Barton and Stone also shared the teaching profession early in their adulthood that impacted their ideas about women’s rights. For Barton, teaching was somewhat a family occupation; both her sisters taught and her older brother Stephen superintended the Oxford, Massachusetts school system for a time. Stone also followed in her older siblings footsteps, and left the profession when paid less than her brother for substituting for him. Barton left when the public school committee in Bordentown, NJ hired a man as principal at the school she had organized and established. Neither would go back to the classroom as a teacher.
Stone received her baccalaureate degree from Oberlin Collegiate Institute in Ohioon August 25, 1847, becoming the first female college graduate from Massachusetts.
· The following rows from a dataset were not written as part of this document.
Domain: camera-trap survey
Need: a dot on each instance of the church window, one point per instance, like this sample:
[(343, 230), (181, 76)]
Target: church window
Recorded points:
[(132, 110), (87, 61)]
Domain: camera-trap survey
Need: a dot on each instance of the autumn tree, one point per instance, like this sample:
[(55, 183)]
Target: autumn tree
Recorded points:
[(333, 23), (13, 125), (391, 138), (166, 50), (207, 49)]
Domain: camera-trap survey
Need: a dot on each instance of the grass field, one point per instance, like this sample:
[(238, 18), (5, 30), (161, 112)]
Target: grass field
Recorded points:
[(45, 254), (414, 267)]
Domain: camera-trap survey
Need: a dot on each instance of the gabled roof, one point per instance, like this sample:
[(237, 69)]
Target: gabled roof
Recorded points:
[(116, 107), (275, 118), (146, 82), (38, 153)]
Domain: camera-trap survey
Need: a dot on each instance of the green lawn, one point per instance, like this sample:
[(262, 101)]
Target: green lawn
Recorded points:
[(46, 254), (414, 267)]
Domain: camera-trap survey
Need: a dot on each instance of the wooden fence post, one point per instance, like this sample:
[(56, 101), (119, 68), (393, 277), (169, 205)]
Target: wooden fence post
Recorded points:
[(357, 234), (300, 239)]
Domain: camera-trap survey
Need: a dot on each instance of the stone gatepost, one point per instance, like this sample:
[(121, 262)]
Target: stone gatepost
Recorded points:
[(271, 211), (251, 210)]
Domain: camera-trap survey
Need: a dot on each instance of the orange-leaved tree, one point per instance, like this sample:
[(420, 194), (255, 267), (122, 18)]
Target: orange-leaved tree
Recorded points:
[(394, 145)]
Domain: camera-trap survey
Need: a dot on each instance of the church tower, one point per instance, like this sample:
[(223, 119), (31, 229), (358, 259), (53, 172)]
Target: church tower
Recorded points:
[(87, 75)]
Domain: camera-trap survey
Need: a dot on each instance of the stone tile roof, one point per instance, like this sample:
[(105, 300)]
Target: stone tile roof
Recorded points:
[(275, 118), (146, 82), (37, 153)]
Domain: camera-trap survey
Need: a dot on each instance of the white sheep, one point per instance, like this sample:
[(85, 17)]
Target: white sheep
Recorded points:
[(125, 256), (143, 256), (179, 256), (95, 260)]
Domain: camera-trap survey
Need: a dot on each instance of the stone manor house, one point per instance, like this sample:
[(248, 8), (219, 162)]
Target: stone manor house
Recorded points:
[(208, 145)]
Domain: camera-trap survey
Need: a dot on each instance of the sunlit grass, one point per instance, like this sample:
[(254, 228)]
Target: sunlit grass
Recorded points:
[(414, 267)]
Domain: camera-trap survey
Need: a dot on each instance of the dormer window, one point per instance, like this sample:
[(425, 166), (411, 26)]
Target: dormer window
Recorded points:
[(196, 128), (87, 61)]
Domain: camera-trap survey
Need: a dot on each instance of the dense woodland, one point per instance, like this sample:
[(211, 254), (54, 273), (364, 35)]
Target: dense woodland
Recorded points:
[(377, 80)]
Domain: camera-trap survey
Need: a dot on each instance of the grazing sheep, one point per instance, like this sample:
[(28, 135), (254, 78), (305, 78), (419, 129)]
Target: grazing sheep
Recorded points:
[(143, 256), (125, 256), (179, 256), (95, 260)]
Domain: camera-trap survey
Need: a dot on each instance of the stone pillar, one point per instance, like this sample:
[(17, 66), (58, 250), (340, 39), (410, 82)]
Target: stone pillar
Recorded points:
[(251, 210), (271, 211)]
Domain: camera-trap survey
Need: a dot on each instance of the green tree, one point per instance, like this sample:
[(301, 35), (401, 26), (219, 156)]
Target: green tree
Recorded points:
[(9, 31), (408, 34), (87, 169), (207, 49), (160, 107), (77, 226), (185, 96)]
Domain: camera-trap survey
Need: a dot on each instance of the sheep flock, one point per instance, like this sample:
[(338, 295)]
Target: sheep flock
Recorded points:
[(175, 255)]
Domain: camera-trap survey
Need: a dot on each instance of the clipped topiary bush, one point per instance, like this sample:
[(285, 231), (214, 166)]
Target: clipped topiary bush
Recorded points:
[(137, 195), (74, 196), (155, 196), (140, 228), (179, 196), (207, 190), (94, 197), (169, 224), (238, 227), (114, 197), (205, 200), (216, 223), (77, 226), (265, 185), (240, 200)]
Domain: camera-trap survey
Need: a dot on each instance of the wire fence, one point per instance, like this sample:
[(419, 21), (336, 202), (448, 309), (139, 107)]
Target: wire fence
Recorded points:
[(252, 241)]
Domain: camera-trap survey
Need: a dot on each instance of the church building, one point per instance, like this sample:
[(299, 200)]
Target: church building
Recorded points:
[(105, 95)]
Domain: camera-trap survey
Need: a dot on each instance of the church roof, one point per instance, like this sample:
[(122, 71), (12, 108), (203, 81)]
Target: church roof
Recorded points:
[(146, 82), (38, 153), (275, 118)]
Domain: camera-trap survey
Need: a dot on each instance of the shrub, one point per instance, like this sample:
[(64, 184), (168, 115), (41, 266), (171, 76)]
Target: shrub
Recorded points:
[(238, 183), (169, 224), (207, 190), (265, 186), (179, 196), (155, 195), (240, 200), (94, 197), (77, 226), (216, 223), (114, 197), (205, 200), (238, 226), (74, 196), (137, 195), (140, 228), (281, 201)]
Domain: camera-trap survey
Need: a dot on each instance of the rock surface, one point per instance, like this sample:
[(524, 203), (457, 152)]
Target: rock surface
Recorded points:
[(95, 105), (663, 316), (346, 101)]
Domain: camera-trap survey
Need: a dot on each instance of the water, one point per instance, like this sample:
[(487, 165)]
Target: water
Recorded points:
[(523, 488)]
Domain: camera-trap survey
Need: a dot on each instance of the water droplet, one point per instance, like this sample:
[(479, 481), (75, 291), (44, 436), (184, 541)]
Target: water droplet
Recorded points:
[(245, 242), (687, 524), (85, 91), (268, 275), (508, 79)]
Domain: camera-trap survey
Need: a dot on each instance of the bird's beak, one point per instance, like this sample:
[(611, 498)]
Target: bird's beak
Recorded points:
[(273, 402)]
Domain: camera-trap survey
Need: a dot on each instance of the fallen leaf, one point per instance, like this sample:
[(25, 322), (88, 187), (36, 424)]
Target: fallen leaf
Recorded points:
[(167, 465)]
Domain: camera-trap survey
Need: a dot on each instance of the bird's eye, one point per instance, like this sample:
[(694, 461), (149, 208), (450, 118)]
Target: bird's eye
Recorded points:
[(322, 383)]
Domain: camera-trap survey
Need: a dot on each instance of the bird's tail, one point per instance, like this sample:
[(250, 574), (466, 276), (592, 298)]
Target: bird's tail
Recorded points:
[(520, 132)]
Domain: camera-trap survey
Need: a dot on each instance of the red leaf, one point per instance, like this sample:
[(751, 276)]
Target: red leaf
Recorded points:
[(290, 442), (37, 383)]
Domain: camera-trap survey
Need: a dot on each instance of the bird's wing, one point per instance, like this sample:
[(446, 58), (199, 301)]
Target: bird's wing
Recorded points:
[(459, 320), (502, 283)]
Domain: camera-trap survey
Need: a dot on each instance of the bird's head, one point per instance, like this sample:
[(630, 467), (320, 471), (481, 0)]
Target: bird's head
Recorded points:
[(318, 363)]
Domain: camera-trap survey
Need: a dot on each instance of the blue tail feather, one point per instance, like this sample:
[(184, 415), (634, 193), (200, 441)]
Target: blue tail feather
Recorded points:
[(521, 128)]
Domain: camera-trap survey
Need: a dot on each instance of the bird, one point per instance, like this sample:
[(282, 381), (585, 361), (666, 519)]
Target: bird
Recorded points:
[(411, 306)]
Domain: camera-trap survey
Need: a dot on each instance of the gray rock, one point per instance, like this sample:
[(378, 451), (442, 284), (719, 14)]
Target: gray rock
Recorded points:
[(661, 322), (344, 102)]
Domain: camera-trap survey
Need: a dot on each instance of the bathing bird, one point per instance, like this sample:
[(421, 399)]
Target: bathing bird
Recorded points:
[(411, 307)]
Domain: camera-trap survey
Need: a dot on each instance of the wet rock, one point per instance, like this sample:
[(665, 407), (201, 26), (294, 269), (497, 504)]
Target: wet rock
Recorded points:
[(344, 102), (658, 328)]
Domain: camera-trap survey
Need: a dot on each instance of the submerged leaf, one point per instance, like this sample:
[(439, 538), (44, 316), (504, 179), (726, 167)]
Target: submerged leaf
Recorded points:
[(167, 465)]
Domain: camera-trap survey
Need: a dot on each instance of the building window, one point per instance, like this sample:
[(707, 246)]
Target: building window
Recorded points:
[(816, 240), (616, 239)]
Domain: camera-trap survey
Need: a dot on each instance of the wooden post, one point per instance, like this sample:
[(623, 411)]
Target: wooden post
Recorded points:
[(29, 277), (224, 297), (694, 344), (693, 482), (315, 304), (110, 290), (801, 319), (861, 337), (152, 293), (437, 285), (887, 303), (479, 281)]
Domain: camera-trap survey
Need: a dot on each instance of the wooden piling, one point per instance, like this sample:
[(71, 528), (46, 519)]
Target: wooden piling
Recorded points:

Influenced by abolitionist and women’s suffrage lecturers such William Lloyd Garrison, Sarah Grimke, and Antoinette Brown, Stone decided on a career as a public speaker. Surprisingly, the men in her family supported the idea, while Stone’s mother and sisters did not. Stone began giving anti-slavery lectures in Massachusetts, but by 1849 also spoke in New York and Pennsylvania. National recognition came by 1851.
Unlike Barton, Stone married Henry Blackwell after a two-year courtship. Blackwell became Stone’s manager and took the unusual step of a prenuptialagreement stating the couple were partners, would share costs of maintaining a household equally, and allowing Stone to keep her last name. Blackwell went so far as to include a protest of man’s superiority over his wife and vowed not to do so. The Worcester (Massachusetts) Spy published the protest and made national headlines. Stone would bear one daughter, Alice, born in 1857, who went on to follow in her mother’s footsteps.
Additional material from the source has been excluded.